Model answers can vary on the same question on different runs. So this test may overreport False instances

In [None]:
def _is_last_number_close(last_number: str, ground_truth: str) -> bool:
    try:
        return abs(float(last_number) - float(ground_truth)) < 0.001
    except (ValueError, TypeError):
        return False

def is_ground_truth_correct(answer: str, ground_truth_list: list) -> bool:
    """
    Returns True if ANY of the ground_truth strings appear in the answer.
    """
    # Remove trailing whitespace and punctuation from model answer
    answer_clean = answer.strip().rstrip('.!**')
    answer_no_comma = " " + answer_clean.replace(",", " ") + " "

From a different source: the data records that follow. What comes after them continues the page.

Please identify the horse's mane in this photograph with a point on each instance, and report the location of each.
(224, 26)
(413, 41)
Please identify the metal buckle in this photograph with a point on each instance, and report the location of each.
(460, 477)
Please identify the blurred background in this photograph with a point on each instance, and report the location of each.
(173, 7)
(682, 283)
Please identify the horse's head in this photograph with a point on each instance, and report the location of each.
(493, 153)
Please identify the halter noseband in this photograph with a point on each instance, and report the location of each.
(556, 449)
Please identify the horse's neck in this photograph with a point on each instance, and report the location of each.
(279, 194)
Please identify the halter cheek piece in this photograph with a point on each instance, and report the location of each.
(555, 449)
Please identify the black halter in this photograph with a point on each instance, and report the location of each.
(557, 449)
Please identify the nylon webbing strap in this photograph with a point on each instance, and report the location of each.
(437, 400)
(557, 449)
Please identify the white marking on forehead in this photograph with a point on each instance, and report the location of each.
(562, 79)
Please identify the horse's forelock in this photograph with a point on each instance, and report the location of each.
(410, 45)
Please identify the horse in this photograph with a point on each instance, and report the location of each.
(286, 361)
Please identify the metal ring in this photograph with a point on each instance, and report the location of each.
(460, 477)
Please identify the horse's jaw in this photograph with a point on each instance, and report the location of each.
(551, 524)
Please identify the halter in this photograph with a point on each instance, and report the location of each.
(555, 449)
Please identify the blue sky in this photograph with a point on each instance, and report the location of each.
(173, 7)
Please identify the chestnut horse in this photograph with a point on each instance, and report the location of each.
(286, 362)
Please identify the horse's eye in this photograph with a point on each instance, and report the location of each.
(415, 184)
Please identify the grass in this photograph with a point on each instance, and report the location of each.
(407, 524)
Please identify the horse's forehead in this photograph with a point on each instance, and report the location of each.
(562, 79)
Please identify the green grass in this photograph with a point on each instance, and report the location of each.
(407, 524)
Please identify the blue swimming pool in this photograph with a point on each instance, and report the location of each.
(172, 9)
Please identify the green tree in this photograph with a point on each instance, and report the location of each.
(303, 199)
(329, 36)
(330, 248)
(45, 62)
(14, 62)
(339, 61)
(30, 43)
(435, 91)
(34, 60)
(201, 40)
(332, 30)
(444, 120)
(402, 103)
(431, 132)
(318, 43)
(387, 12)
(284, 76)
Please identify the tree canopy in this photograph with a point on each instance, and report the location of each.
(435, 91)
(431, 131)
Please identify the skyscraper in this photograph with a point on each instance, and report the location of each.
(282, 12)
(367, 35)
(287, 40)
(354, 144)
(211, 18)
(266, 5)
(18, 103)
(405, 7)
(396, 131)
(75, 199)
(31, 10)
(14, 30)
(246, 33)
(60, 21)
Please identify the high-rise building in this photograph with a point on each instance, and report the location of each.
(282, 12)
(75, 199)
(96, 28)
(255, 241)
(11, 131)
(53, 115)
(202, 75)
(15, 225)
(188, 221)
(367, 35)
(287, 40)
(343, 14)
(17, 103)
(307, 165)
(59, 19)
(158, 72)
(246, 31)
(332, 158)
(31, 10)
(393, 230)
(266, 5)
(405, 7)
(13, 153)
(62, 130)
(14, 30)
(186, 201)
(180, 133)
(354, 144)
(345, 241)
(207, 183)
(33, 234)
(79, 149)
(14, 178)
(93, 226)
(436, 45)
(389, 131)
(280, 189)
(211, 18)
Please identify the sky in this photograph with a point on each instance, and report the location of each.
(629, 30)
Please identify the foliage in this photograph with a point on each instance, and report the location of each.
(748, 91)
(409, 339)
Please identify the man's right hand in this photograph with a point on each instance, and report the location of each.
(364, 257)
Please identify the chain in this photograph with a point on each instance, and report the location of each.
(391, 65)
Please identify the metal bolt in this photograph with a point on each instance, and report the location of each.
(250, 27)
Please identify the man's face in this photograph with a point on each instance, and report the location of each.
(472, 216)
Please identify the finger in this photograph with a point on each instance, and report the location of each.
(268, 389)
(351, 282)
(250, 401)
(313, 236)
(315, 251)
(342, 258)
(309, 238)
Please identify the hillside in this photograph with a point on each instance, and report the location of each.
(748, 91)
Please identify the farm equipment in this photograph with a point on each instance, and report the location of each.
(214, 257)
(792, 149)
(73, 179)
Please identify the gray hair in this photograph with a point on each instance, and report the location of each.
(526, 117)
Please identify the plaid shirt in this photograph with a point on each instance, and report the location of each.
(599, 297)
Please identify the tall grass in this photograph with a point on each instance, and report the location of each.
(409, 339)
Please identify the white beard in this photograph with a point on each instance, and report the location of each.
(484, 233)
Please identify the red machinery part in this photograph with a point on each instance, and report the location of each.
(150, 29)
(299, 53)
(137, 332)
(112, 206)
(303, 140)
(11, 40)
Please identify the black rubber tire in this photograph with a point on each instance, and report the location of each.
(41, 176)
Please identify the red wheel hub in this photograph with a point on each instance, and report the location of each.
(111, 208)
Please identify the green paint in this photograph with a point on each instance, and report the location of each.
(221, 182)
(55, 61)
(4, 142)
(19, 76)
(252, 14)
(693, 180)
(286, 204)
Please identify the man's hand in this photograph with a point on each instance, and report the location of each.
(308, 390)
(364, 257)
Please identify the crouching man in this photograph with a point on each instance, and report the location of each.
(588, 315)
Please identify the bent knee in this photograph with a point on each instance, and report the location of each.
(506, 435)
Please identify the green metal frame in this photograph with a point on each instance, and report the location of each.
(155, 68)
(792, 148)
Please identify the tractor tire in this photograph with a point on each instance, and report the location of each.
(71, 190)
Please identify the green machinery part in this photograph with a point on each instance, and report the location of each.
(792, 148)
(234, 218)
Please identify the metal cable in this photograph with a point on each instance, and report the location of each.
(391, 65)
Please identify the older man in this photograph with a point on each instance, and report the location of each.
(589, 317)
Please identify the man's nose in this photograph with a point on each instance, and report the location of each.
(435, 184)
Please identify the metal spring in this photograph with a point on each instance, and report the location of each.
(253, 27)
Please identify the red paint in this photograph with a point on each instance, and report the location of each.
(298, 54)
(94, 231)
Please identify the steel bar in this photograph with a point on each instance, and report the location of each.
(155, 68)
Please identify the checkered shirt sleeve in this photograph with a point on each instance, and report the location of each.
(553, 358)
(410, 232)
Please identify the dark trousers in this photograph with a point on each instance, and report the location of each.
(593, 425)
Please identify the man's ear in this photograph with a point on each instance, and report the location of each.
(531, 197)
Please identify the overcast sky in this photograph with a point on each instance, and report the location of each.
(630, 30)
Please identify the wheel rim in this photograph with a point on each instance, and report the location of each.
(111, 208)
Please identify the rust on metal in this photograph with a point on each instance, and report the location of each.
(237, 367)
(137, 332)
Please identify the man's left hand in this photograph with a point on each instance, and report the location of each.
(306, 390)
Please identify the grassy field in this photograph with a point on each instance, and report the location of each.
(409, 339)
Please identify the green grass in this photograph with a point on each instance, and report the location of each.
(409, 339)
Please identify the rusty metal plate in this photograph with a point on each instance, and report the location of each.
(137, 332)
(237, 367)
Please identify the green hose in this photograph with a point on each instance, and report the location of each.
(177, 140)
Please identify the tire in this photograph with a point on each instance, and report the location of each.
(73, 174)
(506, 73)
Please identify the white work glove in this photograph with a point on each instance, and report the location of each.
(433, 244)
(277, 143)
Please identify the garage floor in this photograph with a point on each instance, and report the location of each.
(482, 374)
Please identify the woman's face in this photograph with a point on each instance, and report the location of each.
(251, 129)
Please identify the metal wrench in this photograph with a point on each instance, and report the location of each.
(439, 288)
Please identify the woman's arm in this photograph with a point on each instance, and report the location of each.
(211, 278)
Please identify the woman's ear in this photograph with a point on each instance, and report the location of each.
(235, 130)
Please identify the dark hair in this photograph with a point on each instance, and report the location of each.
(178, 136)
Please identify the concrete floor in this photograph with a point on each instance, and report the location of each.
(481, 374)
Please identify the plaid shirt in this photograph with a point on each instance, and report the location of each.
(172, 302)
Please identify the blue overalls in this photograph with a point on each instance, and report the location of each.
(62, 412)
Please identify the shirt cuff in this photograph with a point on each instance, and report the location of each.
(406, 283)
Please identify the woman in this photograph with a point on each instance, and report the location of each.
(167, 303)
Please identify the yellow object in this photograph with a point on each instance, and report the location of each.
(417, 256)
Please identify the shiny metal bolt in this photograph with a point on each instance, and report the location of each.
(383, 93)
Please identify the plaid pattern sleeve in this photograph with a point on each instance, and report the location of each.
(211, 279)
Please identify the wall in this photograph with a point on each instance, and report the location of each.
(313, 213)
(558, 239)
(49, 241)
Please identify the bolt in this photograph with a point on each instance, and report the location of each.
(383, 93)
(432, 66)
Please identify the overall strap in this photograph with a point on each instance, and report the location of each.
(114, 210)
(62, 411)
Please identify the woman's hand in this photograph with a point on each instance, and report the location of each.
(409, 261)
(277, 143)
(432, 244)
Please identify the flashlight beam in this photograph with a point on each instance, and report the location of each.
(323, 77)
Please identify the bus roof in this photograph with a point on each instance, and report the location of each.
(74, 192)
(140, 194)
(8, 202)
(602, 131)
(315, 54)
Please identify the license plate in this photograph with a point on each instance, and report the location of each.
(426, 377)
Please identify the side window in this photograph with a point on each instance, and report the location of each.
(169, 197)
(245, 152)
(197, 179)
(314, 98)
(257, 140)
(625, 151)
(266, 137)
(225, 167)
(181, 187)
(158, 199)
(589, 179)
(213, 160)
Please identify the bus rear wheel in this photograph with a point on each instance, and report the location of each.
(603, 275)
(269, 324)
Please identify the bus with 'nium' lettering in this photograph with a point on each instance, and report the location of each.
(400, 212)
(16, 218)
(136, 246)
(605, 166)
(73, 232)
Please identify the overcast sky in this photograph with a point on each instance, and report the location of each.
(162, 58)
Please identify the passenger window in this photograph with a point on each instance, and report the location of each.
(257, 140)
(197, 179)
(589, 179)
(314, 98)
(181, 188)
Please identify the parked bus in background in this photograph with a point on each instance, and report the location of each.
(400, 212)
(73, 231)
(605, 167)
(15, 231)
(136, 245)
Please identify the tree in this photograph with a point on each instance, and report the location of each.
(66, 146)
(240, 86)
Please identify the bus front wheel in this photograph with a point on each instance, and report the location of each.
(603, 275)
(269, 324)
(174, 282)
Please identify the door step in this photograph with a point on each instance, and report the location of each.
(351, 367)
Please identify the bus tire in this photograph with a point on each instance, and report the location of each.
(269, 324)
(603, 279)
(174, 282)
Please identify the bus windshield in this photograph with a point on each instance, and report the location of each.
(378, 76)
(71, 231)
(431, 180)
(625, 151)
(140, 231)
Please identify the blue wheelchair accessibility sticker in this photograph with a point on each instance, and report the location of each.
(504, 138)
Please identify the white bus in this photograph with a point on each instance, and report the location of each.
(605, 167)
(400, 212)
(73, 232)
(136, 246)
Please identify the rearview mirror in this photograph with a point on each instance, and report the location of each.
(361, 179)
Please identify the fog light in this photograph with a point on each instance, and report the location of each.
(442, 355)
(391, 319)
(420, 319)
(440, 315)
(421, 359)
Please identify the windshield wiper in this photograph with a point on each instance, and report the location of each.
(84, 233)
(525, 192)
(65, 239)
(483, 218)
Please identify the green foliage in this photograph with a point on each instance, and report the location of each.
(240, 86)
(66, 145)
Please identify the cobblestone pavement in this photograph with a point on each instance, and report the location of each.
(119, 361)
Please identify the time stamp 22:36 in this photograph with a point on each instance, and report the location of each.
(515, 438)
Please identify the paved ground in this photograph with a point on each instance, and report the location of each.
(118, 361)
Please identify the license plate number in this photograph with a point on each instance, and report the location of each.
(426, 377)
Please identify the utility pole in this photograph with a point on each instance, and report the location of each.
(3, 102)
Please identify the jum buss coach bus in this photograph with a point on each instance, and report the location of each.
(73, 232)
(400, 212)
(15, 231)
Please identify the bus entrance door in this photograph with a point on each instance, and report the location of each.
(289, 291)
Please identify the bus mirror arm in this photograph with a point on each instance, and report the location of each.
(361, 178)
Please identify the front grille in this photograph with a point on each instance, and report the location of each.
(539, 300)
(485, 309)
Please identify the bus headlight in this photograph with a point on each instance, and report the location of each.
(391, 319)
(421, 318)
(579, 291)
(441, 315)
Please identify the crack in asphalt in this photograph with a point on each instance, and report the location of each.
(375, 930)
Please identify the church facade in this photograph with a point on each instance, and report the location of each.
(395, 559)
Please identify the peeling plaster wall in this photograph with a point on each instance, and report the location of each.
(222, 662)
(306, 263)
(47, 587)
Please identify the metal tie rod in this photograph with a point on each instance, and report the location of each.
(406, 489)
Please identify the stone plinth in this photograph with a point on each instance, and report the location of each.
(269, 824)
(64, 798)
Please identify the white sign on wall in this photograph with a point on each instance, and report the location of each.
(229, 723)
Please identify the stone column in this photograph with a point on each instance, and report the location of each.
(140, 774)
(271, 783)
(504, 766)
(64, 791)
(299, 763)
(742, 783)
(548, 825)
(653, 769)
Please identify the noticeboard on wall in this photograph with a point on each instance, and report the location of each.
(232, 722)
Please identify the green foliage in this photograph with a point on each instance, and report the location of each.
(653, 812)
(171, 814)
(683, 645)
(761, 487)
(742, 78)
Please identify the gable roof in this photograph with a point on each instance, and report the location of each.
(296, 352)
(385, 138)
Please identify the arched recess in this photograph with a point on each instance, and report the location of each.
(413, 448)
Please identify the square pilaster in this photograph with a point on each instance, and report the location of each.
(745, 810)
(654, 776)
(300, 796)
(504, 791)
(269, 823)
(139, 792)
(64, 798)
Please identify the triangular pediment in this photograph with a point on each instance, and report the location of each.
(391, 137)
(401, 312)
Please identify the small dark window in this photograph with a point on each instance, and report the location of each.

    for gt in ground_truth_list:
        # Standardize the current GT for comparison
        gt_clean = str(gt).strip()

        # Check various common formatting patterns
        found = (
            gt_clean == answer_clean or
            f"**{gt_clean}**" in answer or
            f"boxed{{{gt_clean}}}" in answer or
            f" {gt_clean}\n" in answer_no_comma or
            f" {gt_clean} " in answer_no_comma or
            answer_clean.startswith(gt_clean)
        )

        # For numeric strings, apply the float closeness check
        if not found:
            numbers = re.findall(r'-?[\d,]+', answer_clean)
            numbers_clean = [num.replace(',', '') for num in numbers]
            if numbers_clean and _is_last_number_close(numbers_clean[-1], gt_clean):
                found = True

        if found:
            return True

    return False

In [None]:
assert( is_ground_truth_correct("A: sea\nQ: etc", ["sea", "marine", "deep", "main"]))
assert( is_ground_truth_correct("sea\nQ: etc", ["sea", "marine", "deep", "main"]))

In [None]:
def check_baseline_accuracy(data):
    print("Checking baseline accuracy:")

    results = []
    for i, d in enumerate(data):
      the_prompt = d["prompt"] + " A: "

      # Generate output
      output = model.generate(the_prompt, max_new_tokens=CG.MAX_NEW_TOKENS, stop_at_eos=True, verbose=False)
      the_output = output.replace(the_prompt, "").strip()[:max_answer_chars]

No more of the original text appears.